In November of 2010, following his final death earlier that year, Loki re-entered the world of Marvel Comics… kind of. In the lead-up to his death, the original Loki had set up events that would allow him to return to the land of the living in some form. Thus, Kid Loki entered the scene.
While Kid Loki was a reincarnation of the original, he was established to be his own person. He still used trickery and manipulation to get his way, but now that way was for the benefit of the people that he loved, especially his brother, Thor. Many Asgardians were skeptical of the reborn Loki for obvious reasons, but after a while, he managed to win many of them over, even despite a few moves that appeared to point to betrayal. Following a few adventures of his own, he was forced to sacrifice himself and merge with a ghost of his former self, dying after a tearful conversation with his brother.
Following Kid Loki’s death, he would make two short reappearances, once as a ghost, representing the new Loki’s guilt (more on him later), and once as a temporary revival in the pages of Asgardians of the Galaxy, donning the Destroyer armor, before dissipating after completing his goals.
A recent report of Loki casting stated that a young actor was being sought for an unspecified role. This casting call fit the description that an actor portraying Kid Loki would have. It is worth considering that this doesn’t even close to confirm Kid Loki’s appearance. He is, after all, a child version of Loki, so this actor could very well be playing a young version of the titular character in flashbacks.
When Kid Loki sacrificed himself to save the world, he was forced to allow the lingering ghost of the Loki before him (nicknamed Ikol by Kid Loki) into his mind. With that, the new Loki was born… again. Now existing in the body of Kid Loki and being gifted with all of the trust and love that Kid Loki had earned through his actions, Ikol set out trying to get more power.
During the 2013 run of Young Avengers, Loki manipulated events in an attempt to gain just that, using the abilities of Wiccan, the reality-warping reincarnation of Scarlet Witch’s son, to age up Loki’s body to that of a young adult. Despite joining the Young Avengers as a manipulator for his own gain, Loki grows to care for them, his conscious preventing him from betraying them, and he helps them defeat the villain that he helped create in the first place. His actions in this series start Ikol on the path to proper redemption.

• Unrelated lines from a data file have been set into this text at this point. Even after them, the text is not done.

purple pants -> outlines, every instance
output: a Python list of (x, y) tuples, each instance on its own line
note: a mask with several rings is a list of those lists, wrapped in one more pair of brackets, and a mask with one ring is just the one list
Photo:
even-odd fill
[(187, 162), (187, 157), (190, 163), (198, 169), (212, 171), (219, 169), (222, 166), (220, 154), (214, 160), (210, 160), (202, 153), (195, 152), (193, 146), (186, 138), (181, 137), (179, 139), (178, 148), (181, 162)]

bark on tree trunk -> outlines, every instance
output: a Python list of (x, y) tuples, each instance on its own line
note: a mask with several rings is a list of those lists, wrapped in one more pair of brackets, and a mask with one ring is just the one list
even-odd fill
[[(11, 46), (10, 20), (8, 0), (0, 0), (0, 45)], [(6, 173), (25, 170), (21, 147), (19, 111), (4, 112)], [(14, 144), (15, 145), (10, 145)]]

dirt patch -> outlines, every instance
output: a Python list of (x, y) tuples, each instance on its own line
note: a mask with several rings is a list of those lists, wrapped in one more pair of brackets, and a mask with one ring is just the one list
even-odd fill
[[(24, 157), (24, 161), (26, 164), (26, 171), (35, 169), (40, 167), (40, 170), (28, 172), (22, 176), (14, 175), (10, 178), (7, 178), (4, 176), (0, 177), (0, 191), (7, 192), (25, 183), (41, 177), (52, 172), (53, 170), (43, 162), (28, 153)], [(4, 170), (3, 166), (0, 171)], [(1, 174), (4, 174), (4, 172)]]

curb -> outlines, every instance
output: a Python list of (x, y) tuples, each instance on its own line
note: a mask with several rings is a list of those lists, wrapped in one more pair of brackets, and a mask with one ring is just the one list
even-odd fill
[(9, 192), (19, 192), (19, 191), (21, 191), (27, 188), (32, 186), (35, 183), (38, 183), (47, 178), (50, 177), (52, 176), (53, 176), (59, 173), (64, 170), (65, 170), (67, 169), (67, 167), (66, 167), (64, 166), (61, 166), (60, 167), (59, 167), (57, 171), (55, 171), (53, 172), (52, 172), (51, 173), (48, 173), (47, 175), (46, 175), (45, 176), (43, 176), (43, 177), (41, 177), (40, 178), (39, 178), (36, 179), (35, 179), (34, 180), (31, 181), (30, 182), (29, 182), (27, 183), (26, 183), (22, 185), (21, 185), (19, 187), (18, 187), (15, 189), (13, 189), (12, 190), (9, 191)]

In the pages of Loki: Agent of Asgard, Loki carries out the will of the Queens of Asgard in exchange for his past sins being wiped from Asgard’s records. During that time, he encounters his dark future self (mentioned earlier as a version of Classic Loki), moves past his guilt, and leaves behind his name as the God of Lies, becoming the God of Stories. Following all that, a run for presidency, two successful attempts to lift Thor’s hammer, and at least four deaths (and subsequent rebirths), Loki currently sits on the throne of Jotunheim, ruling over his people as the King of the Frost Giants.
It’s important to note that Ikol (especially in his current status quo) was very likely created as a response to the insane popularity of Hiddleston’s take on the character. As such, it’s entirely possible that this incarnation doesn’t appear in the show, or, if he does, would be changed enough to differentiate him from the show’s lead. Nonetheless, if Kid Loki does in fact get introduced and stays around for long enough, the actor would eventually age into someone more resembling Ikol, even if the canon story for the character isn’t the same.